- Parliament will again approach the Constitutional Court to extend the deadline for the enactment of the Electoral Amendment Bill.
- This after the Portfolio Committee on Home Affairs said it should allow another round of public participation after the NCOP adopted changes to the bill that was passed by the National Assembly.
- This is the second application to extend the deadline after the Constitutional Court extended the initial deadline by six months to 10 December.
Parliament will approach the Constitutional Court to ask for another extension of the deadline to enact the controversial Electoral Amendment Bill.
This was decided at the National Assembly's Portfolio Committee on Home Affairs' meeting on Friday after the committee received legal advice from advocate Steven Budlender SC, on behalf of the Department of Home Affairs and parliamentary legal advisor Siviwe Njikela.
The National Council of Provinces made further changes to the bill that the National Assembly passed in October, therefore it would "be prudent to engage in further public participation", Budlender advised.
The problem is that the deadline set by the Constitutional Court for the bill's enactment is 10 December.
The committee unanimously agreed to allow another period for public participation through written submissions, and that it should approach the Constitutional Court to extend the deadline.
Chief among the NCOP's changes is a clause providing for the establishment of a panel of experts to consider more expansive electoral reform than what the current bill provides for.
This came on the back of widespread criticism of the bill from civil society, with a hybrid proportional/constituency system the preference of many.
It is not plausible to implement such a system in time for the 2024 election, and it is also not supported by the governing ANC.
Parliamentary legal services indicated that they would start drafting the application to the apex court immediately after the meeting.
It is the second application of this nature to the Constitutional Court.
The bill came about through a Constitutional Court order.

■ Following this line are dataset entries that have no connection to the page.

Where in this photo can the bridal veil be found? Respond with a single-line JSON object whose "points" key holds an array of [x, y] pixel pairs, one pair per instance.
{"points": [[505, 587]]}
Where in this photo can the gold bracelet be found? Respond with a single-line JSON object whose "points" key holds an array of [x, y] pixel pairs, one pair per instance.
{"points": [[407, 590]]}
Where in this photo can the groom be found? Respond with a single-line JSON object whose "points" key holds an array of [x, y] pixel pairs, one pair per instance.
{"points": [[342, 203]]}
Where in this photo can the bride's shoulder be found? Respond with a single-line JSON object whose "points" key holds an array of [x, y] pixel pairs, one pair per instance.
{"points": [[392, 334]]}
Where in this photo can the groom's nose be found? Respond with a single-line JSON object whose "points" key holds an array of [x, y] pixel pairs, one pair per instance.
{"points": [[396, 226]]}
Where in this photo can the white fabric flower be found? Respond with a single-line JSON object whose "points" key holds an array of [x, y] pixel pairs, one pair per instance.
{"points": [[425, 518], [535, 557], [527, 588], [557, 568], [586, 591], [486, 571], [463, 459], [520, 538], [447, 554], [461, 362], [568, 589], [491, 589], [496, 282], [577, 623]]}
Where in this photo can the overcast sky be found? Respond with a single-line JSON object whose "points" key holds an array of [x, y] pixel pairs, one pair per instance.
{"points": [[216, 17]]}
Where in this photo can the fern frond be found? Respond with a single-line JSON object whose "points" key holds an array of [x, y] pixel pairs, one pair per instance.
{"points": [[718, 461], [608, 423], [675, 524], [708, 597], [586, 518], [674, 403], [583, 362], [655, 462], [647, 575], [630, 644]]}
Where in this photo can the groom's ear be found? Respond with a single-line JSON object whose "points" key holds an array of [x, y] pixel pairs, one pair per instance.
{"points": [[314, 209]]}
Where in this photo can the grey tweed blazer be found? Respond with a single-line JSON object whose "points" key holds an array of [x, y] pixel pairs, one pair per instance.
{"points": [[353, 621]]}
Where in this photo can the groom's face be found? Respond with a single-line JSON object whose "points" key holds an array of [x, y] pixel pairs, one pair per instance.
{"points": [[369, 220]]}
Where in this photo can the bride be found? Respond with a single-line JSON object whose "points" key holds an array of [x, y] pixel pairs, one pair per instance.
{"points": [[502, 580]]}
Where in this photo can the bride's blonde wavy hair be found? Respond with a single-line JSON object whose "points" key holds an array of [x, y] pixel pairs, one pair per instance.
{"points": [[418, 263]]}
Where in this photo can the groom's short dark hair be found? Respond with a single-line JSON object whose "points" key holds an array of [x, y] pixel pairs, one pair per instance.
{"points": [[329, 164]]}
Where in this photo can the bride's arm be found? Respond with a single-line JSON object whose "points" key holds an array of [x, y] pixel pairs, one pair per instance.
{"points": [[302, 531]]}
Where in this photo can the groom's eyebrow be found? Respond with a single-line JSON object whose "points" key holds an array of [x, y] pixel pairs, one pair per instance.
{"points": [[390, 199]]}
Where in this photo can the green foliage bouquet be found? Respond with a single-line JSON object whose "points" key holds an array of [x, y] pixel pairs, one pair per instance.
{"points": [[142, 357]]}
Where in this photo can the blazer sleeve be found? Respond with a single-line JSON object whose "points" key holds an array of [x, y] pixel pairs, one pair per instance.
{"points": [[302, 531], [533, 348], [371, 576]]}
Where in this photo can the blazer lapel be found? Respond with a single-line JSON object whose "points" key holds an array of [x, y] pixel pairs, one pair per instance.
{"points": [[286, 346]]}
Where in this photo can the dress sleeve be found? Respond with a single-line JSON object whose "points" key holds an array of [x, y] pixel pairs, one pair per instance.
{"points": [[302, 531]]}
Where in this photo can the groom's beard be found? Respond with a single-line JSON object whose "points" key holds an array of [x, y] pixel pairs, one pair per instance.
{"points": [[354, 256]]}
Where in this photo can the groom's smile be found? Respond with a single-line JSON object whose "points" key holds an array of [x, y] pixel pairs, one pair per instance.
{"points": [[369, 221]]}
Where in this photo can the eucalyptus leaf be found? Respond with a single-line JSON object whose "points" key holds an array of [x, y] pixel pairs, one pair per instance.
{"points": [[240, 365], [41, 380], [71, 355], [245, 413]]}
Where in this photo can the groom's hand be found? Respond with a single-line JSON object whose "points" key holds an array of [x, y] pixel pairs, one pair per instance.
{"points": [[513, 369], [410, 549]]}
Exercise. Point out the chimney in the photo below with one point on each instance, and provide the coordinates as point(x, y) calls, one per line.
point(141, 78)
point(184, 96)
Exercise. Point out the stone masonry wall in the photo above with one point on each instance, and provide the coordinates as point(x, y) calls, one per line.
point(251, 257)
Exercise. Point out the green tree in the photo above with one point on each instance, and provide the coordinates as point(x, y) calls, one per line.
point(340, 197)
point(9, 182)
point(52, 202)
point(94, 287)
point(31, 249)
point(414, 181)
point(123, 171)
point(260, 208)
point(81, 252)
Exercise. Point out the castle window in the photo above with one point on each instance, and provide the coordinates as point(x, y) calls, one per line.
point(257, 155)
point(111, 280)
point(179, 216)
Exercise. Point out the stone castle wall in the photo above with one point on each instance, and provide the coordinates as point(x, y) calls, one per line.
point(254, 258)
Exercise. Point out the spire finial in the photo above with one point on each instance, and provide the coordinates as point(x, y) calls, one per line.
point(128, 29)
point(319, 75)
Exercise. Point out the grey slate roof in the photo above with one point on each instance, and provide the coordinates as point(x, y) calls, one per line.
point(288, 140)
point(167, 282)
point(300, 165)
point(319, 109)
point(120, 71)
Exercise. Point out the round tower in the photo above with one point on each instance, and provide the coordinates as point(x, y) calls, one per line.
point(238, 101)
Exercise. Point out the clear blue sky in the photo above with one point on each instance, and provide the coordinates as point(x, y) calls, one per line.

In its 11 June 2020 ruling, the apex court declared the Electoral Act unconstitutional "to the extent that it requires that adult citizens may be elected to the National Assembly and provincial legislatures only through their membership of political parties".
The Constitutional Court suspended the declaration of unconstitutionality for "24 months to afford Parliament an opportunity to remedy the defect giving rise to the unconstitutionality".
Parliament initially deferred working on the amendment to the Department of Home Affairs.
Home Affairs Minister Aaron Motsoaledi appointed a ministerial advisory committee (MAC), chaired by former minister Valli Moosa, in February 2021, more than six months after the court order.
The MAC's majority recommendation envisaged a system that provided a mixed single-member constituency and proportional representation (PR) system.
Motsoaledi and his department went with the minority advice and drafted a bill that relied solely on a PR system, amending the current system as little as possible.
The ANC has subsequently fallen in step behind Motsoaledi, after the bill was eventually introduced to Parliament in January this year.
The Constitutional Court extended the deadline for the bill's enactment to 10 December after Parliament approached the apex court for a deadline extension, when it became clear that it would not reach the original cut-off date.